The pandemic called into question the core ideologies of work and capitalism

This chasm between the ideology of work and its actual experience perhaps helps to account for the substantial public support the strikers have enjoyed in both the US and the UK. Indeed, current UK polling suggests that the strikers are steadily winning more support as disputes grind on. The ‘Great Resignation’ of 2021 was another symptom of this change in people’s relationship to the work they performed, pre-dating the shift into collective action.

Tightening of labour markets

Covid’s longer-term economic impact is likely to be on the labour market, particularly as the health impacts of the pandemic become clearer.

While the number of ‘long Covid’ sufferers globally is unknown, an estimate in The Lancet suggests 45% of those with Covid suffered some significant ill effects four months after initial infection. In the UK, long Covid is reducing the labour supply by around 110,000 a week, and it is estimated to have taken around 1.1 million people out of the US’s labour force.

Other long-term health conditions have also been worsened by the pandemic, partly from the direct effects of Covid, but also as care systems were overloaded with covid cases and other illnesses went untreated. The result is a reduction in the number of workers willing and able to work.

And the psychological effects of the pandemic, closely allied to the ideological shake-up, appear to have been significant. The effect varies between countries but a large number of people, especially older workers, have taken the opportunity to cut back on their hours in formal employment or drop out of the labour force altogether.

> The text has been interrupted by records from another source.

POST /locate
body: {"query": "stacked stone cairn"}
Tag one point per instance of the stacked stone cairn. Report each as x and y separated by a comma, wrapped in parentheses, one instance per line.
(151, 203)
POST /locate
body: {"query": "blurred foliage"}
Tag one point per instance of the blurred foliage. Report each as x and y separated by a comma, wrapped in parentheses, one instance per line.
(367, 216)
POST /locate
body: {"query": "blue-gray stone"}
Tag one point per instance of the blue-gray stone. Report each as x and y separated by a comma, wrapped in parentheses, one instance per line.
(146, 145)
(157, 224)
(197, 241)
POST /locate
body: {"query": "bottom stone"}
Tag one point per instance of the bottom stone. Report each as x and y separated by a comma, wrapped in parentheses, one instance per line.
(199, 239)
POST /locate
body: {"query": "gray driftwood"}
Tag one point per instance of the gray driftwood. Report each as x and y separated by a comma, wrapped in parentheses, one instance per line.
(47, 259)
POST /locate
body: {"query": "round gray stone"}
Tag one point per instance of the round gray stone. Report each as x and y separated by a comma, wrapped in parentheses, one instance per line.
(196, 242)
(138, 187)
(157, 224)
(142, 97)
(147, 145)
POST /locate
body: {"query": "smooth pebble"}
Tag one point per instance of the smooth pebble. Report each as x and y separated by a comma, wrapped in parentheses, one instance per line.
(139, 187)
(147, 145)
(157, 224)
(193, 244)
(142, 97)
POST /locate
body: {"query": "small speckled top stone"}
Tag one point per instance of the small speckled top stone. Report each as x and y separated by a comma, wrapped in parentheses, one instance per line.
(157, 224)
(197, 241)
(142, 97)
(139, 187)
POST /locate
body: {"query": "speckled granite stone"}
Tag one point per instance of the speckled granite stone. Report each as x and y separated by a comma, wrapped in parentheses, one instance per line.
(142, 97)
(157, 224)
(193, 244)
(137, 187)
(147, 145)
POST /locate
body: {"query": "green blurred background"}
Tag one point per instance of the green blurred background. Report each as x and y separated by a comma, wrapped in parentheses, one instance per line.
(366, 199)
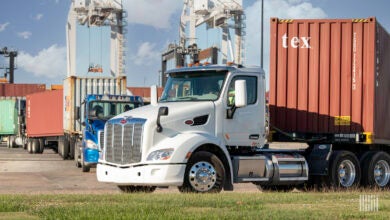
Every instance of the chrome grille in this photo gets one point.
(123, 142)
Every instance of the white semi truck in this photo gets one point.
(207, 132)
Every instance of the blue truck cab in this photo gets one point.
(98, 110)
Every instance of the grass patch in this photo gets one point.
(313, 205)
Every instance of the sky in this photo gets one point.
(36, 29)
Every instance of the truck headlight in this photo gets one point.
(163, 154)
(92, 145)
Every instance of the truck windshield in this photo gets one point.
(193, 86)
(107, 110)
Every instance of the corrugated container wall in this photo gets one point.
(20, 90)
(44, 114)
(77, 88)
(8, 116)
(330, 76)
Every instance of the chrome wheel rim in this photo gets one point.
(382, 173)
(346, 173)
(202, 176)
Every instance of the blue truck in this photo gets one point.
(97, 110)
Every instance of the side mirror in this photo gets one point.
(92, 114)
(162, 111)
(240, 94)
(153, 95)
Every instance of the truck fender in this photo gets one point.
(185, 144)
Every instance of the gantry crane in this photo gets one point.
(216, 14)
(11, 68)
(97, 13)
(223, 14)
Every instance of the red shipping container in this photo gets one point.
(330, 76)
(44, 114)
(20, 90)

Taken together, the impact on health and a shift in attitudes are reducing global supplies of available labour and tightening labour markets, as the OECD has observed. As I suggested was likely at the start of the pandemic, it means Covid has improved worker bargaining power.

A sustained strike wave

Increased workers’ bargaining power, a shift in people’s expectations about work, and a rise in prices providing the necessary grievance coincided to produce the surge in labour disputes we are now seeing.

But Covid’s labour market impacts are likely to be long-lasting, as economists Charles Goodhart and Manoj Pradhan explained in their 2017 paper and 2020 book, ‘The Great Demographic Reversal’. They argue that the 40-year period of very much expanded labour markets, as China and eastern Europe opened up to capital from the Global North, is coming to an end as populations age and shrink. This demographic shift will result in Labour becoming more scarce, they say, meaning we can expect it to become more powerful against capital.

Covid, then, has effectively moved us more rapidly to a point of relative labour shortage, well before the arrival of Goodhart and Pradhan’s possible “mitigating factors”, such as the full integration of India and Africa into global markets, or very widespread automation.

There are no guarantees. Strikes can be fought and lost, and heavy defeats and legal repression may all break a movement. A key economic battle this year will be over the extent and depth of the recession that rising interest rates are intended to induce, thus weakening worker bargaining power through the threat of unemployment. But there are solid reasons to think that the default setting of neoliberalism – that organised labour is always weak – is becoming a thing of the past.